Ensure that all the prerequisites for the remote cluster deployment have been met, especially the following:

  • When using the LoadBalancer k0smotron service type, the Cloud Controller Manager must be installed and working on the management or regional cluster (when the cluster is deployed in a region).

    To troubleshoot LoadBalancer provisioning, check the following on the management or regional cluster:

    kubectl -n $CLUSTER_NAMESPACE get services kmc-$CLUSTER_NAME-lb
    

    If the service is stuck in Pending state, ensure that the Cloud Controller Manager is installed and properly configured.

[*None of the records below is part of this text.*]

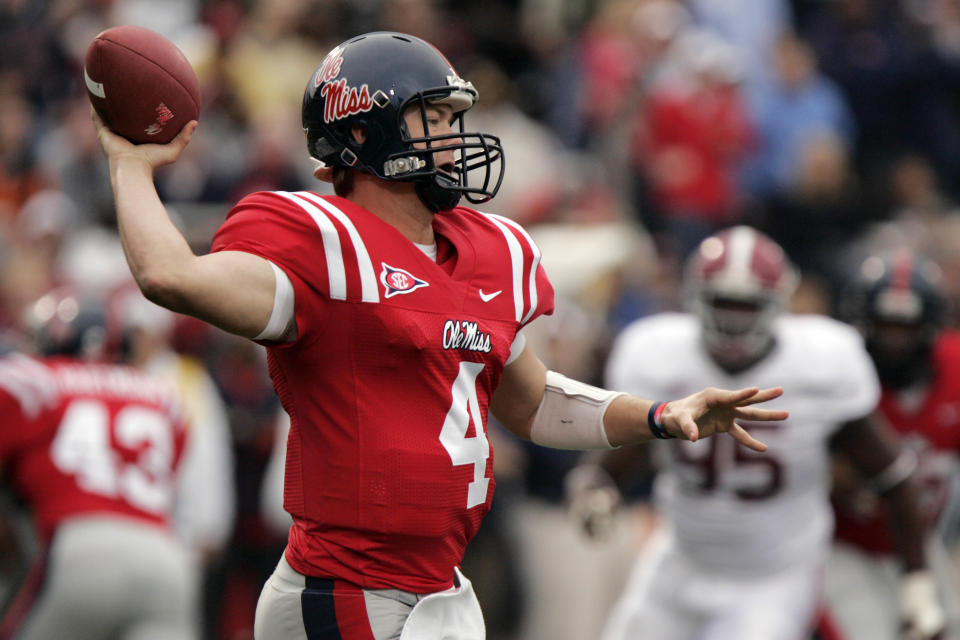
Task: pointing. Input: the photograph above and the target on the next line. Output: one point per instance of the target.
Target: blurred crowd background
(632, 128)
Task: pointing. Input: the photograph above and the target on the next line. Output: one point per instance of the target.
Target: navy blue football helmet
(370, 81)
(897, 303)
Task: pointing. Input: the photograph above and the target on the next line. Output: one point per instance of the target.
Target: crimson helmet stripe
(368, 278)
(742, 253)
(510, 231)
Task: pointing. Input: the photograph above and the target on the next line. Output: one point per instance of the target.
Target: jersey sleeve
(269, 225)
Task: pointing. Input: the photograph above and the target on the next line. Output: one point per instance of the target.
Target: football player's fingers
(724, 397)
(760, 415)
(742, 436)
(763, 395)
(688, 427)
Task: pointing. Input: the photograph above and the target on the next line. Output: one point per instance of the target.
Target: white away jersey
(732, 509)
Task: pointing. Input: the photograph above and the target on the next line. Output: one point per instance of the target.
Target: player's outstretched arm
(229, 289)
(554, 411)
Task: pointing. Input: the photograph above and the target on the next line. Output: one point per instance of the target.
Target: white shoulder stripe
(502, 223)
(30, 383)
(516, 263)
(368, 277)
(331, 246)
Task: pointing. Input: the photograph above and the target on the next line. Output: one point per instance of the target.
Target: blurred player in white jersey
(897, 303)
(741, 552)
(93, 449)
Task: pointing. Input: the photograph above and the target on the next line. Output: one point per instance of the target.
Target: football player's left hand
(922, 617)
(713, 411)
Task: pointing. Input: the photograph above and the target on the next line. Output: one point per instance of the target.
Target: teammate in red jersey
(92, 450)
(897, 303)
(392, 319)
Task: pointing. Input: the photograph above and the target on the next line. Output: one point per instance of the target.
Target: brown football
(141, 84)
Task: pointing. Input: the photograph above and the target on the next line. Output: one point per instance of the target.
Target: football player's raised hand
(713, 411)
(153, 155)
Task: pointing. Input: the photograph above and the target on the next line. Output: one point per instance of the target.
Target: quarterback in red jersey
(92, 449)
(392, 319)
(897, 304)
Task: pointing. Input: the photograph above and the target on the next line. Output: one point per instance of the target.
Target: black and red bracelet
(653, 421)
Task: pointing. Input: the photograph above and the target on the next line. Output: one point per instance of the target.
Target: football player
(897, 303)
(744, 539)
(392, 319)
(92, 449)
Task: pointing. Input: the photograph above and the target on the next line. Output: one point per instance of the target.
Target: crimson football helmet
(370, 81)
(897, 302)
(66, 322)
(736, 282)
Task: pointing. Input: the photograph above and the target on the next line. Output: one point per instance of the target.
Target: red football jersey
(83, 438)
(931, 426)
(389, 470)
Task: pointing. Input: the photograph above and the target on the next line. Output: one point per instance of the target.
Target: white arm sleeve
(571, 415)
(282, 317)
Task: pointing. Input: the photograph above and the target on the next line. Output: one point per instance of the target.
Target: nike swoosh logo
(487, 297)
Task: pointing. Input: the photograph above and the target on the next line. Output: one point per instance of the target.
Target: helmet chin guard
(370, 82)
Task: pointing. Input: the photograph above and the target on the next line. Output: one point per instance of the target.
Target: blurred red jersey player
(92, 448)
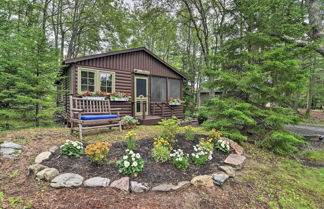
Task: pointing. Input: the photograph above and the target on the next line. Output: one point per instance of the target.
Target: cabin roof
(75, 60)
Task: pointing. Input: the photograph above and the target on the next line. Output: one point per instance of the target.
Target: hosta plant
(130, 163)
(72, 148)
(180, 159)
(223, 146)
(97, 153)
(161, 153)
(201, 155)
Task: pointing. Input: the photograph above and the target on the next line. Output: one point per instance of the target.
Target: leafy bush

Check the logs of the Cloud Controller Manager for any issues.

  • The storage solution must be configured and working properly.

    To troubleshoot storage provisioning, check the following on the management or regional cluster:

    kubectl -n $CLUSTER_NAMESPACE get pvc -l cluster.x-k8s.io/cluster-name=$CLUSTER_NAME
    

    If the PVCs are stuck in Pending state, ensure that the storage solution is properly configured and working. Check the logs of the storage provisioner for any issues.

RemoteMachine error: open /etc/k0s.token: invalid argument: failed to stat parent directory#

This issue typically occurs when using an unsupported target operating system (e.g., Ubuntu 26.04). Ensure you are running only supported operating systems: Ubuntu 20.04, 22.04, or 24.04. For details, see k0s System Requirements.

Control plane pods are in CrashLoopBackOff state with no matches for kind "Chart" in group "helm.k0sproject.io" error#

Ensure you are using k0s version >= v1.35.4+k0s.0. This version contains multiple fixes related to Helm.

When using the default remote-cluster ClusterTemplate, you can configure the k0s version by setting the spec.config.k0s.version field in the ClusterDeployment object. For example:

config:
  k0s:
    version: v1.35.4+k0s.0

Control plane pods are in CrashLoopBackOff: too many open files error#

This issue typically occurs when the fs.inotify limits are set to a low value on the cluster that hosts control plane components (either management or regional).

Ensure that the fs.inotify limits are properly configured. For example, when your management or regional cluster is running k0s, do the following on your control plane nodes:

  1. Add the following lines to a new *.conf file (e.g., inotify-watch.conf) under the /etc/sysctl.d/ directory:

    fs.inotify.max_user_watches=524288
    fs.inotify.max_user_instances=512
    
  2. Apply the changes:

    sudo sysctl -p --system
    
  3. Restart the control plane pods:

    kubectl -n $CLUSTER_NAMESPACE delete pods -l cluster.x-k8s.io/cluster-name=$CLUSTER_NAME -l app.kubernetes.io/component=control-plane
    

Related to: New hosted control plane pods are in CrashLoopBackOff.